Scaled Authoring¶
When building large benchmarks with dozens or hundreds of questions, manual question entry and template writing don't scale. This scenario demonstrates the power-user workflow: bulk question ingestion, automated template generation, programmatic template construction, ADeLe question classification, and few-shot example injection.
What you'll learn:
- Bulk question ingestion from files
- Automated template generation with
generate_all_templates() - Programmatic templates with
AnswerBuilder - ADeLe question classification
- Few-shot examples (per-question and via
FewShotConfig) - Progress callbacks
Create the Benchmark¶
from karenina import Benchmark
benchmark = Benchmark.create(
name="Pharmacology Knowledge Base",
description="Large-scale evaluation of LLM pharmacology knowledge",
version="1.0.0",
)
print(f"Created: {benchmark.name}")
Bulk Question Ingestion¶
For large benchmarks, questions typically come from spreadsheets or CSV files rather than manual entry.
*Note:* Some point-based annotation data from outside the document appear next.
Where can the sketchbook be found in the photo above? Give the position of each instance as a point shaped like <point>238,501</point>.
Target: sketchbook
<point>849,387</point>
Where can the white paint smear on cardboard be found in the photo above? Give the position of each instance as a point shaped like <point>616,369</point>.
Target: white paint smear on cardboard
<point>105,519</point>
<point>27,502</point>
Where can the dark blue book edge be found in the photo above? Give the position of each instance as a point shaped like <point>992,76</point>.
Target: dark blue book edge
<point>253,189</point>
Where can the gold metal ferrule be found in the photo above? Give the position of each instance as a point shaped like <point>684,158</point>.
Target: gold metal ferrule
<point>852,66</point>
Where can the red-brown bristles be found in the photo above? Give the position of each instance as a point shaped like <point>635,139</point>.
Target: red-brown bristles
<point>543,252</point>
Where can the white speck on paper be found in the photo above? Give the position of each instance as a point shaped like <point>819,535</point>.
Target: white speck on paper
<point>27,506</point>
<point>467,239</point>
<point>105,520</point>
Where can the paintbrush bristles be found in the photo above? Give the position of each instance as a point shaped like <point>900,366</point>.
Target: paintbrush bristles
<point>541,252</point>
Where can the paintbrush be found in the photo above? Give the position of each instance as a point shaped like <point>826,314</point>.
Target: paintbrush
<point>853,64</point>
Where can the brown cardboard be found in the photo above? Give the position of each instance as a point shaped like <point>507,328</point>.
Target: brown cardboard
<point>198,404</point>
The extract_questions_from_file() function reads tabular data and returns (Question, metadata) pairs ready to add to a benchmark.
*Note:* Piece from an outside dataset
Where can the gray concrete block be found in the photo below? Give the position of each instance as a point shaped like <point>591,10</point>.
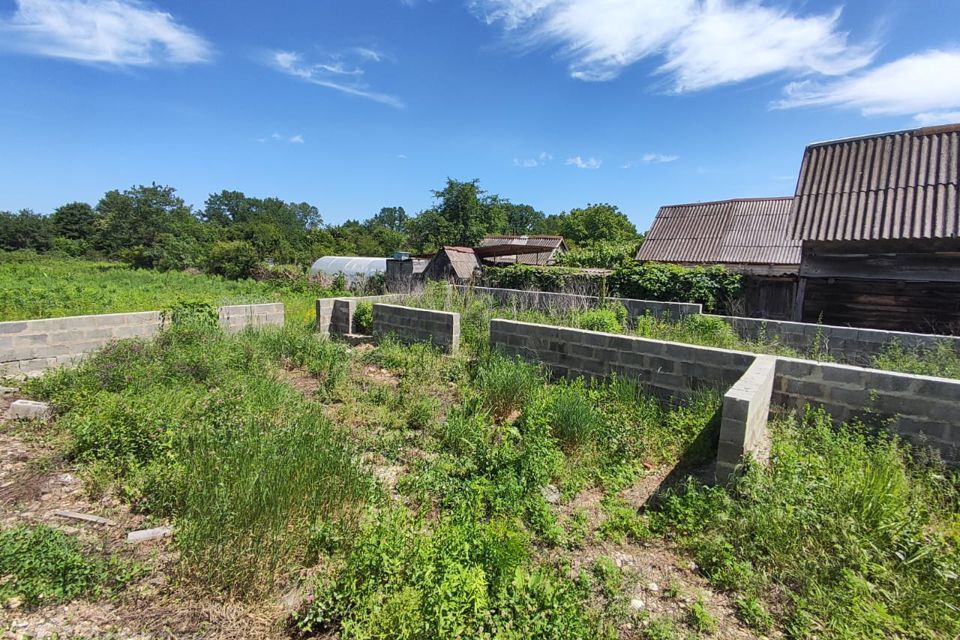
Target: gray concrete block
<point>29,410</point>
The function supports Excel, CSV, and TSV formats:
| Format | Extension | Notes |
|---|---|---|
| Excel | .xlsx, .xls |
Supports multiple sheets |
| CSV | .csv |
Comma-separated |
| TSV | .tsv |
Tab-separated |
# In a real workflow, you'd point to an actual file:
#
# questions = extract_questions_from_file(
# file_path="questions.xlsx",
# question_column="Question",
# answer_column="Expected Answer",
# author_name_column="Author",
# keywords_columns=[
# {"column": "Tags", "separator": ","},
# ],
# )
#
# for question, metadata in questions:
# benchmark.add_question(question, **metadata)
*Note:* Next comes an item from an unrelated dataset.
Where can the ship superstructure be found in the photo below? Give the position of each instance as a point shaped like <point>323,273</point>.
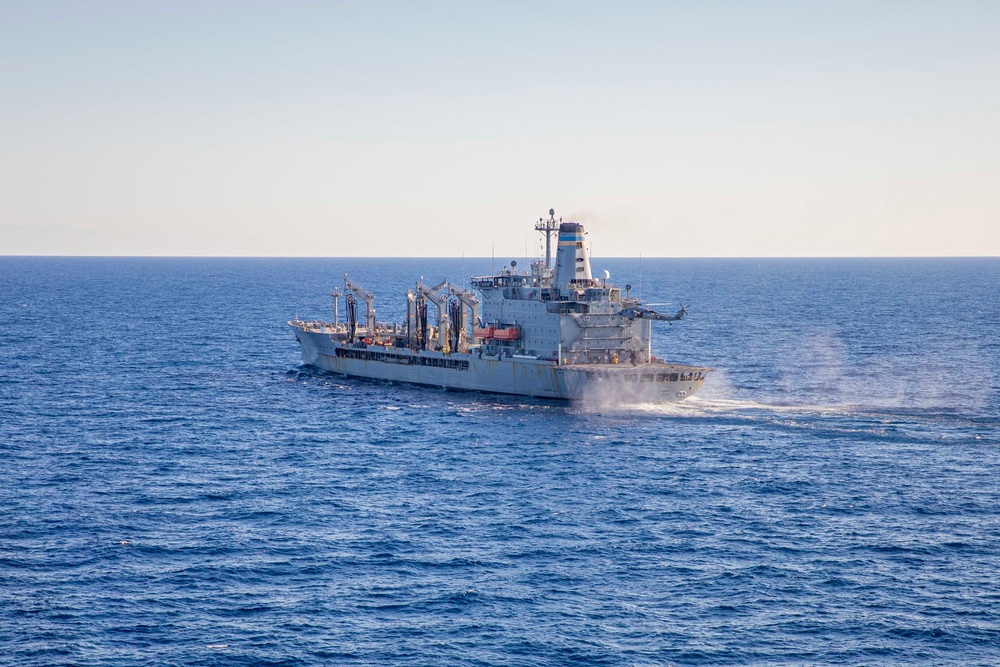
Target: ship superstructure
<point>554,332</point>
For this tutorial, we add questions manually — simulating what extract_questions_from_file() would produce:
questions = [
("What is the mechanism of action of metformin?", "Metformin activates AMP-activated protein kinase (AMPK) and reduces hepatic glucose production."),
("What is the half-life of amoxicillin?", "Approximately 1 hour."),
("Name three common side effects of statins.", "Muscle pain, liver enzyme elevation, and digestive problems."),
("What is the antidote for acetaminophen overdose?", "N-acetylcysteine (NAC)."),
("How does warfarin prevent blood clots?", "Warfarin inhibits vitamin K epoxide reductase, blocking synthesis of clotting factors II, VII, IX, and X."),
("What is the therapeutic index of lithium?", "Narrow — therapeutic range is 0.6-1.2 mEq/L, with toxicity above 1.5 mEq/L."),
("What class of drug is omeprazole?", "Proton pump inhibitor (PPI)."),
("What is the primary indication for naloxone?", "Reversal of opioid overdose."),
]
for q_text, answer in questions:
benchmark.add_question(question=q_text, raw_answer=answer)
print(f"Added {benchmark.question_count} questions")
print(f"With templates: {len(benchmark.get_finished_templates())}")
Automated Template Generation¶
With many questions added, generate_all_templates() uses an LLM to produce Answer classes for every question that lacks a template. The only_missing=True default skips questions that already have templates, making this safe for incremental workflows — add new questions, then run generation to fill in only the new ones.
# Generate templates for all questions that don't have one
with patch.object(type(benchmark), "generate_all_templates", _mock_generate_all_templates):
results = benchmark.generate_all_templates(
model="claude-haiku-4-5",
model_provider="anthropic",
only_missing=True,
progress_callback=lambda pct, msg: print(f" {pct:.0f}%: {msg}"),
)
# Summarize results
generated = sum(1 for r in results.values() if r["success"] and not r.get("skipped"))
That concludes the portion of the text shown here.